Most national polls of the Democratic primary show an increasingly clear top tier of three candidates — Mr. Biden, Ms. Warren and Mr. Sanders — though Mr. Biden has remained the front-runner.

“There will be a point when progressive voters have to make a choice between the candidates running — for some that’s today, and for others that will be on caucus or Primary Day next year,” said Yvette Simpson, chief executive of Democracy for America, another progressive group that endorsed Mr. Sanders four years ago. Ms. Simpson said her group did not plan to endorse a candidate before December.

“There are some great arguments for progressives rallying around a single candidate as soon as possible and others for taking the time to see how the contest develops,” she said.

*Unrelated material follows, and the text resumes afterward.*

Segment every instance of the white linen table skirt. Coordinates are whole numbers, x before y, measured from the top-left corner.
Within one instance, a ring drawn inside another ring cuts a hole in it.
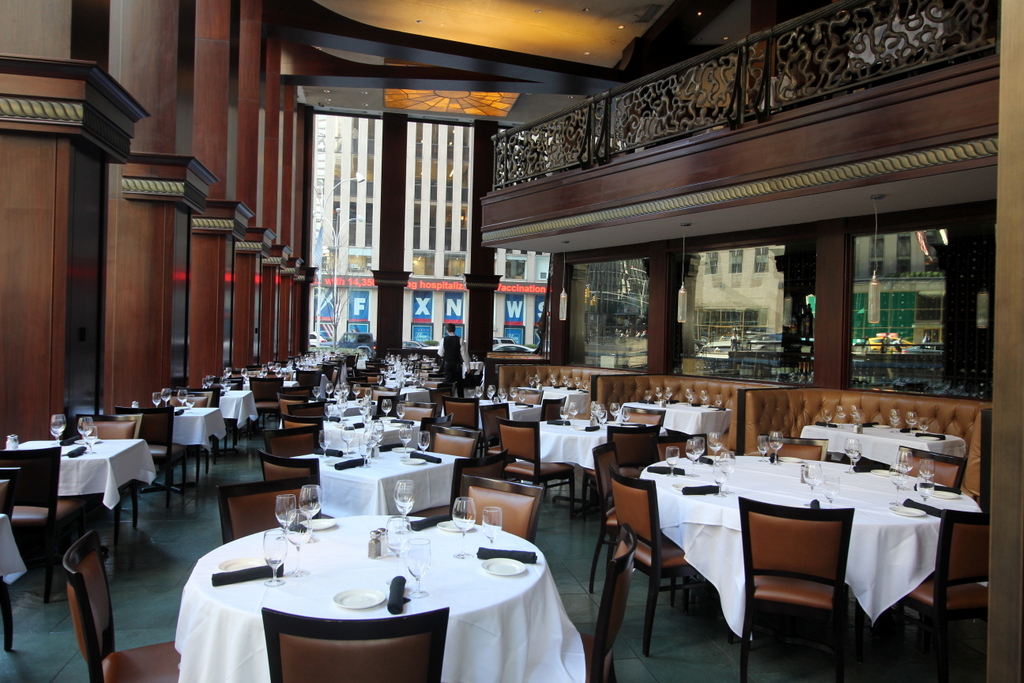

In the years since President Trump’s election, candidates backed by the Working Families Party have won congressional, state and local races across the country, expanding the group’s power base from the Acela corridor to the West Coast.

Mr. Mitchell took over as national director for the party in 2018, after he rose in prominence during the Black Lives Matter movement born out of protests in Ferguson, Mo.

The group’s leaders stressed that, even with their endorsement, their intention was not to divide the progressive left between Ms. Warren and Mr. Sanders. The senators are longtime friends and have painted themselves as publicly supportive of each other’s candidacies.

“I’m with Bernie,” Ms. Warren said at a Democratic debate over the summer, indicating she supported Mr. Sanders’s single-payer health care plan and signaling their closeness at a time when political observers were craving an intraparty fight.

Still, some more moderate Democrats have continued to sound alarms about progressives’ ability to beat Mr. Trump, and Ms. Warren’s chances in particular. And many Republicans see the embrace of a single-payer, “Medicare for all” health care system and ambitious climate proposals like the Green New Deal as general-election liabilities waiting to be exploited.

Surrogates for other candidates — like Mr. Biden, Ms. Harris and Mayor Pete Buttigieg of South Bend, Ind. — have tried to paint Ms. Warren and Mr. Sanders as candidates of the elite, who talk about lofty ideologies instead of pragmatic solutions.

“My concern about the vision from the Sanders-Warren approach is that it can polarize Americans, when we have other ways to deliver bold solutions without dividing the American people further,” Mr. Buttigieg said Sunday on CNN.

But Mr. Mitchell said he believed the Working Families Party could convert Democrats skeptical of wide-reaching progressive policies.

“I’m not worried about converting people who are already committed to a structural change agenda,” Mr. Mitchell said. “I’m worried about the people who are still trying to figure out where they land.”

Thomas Kaplan contributed reporting.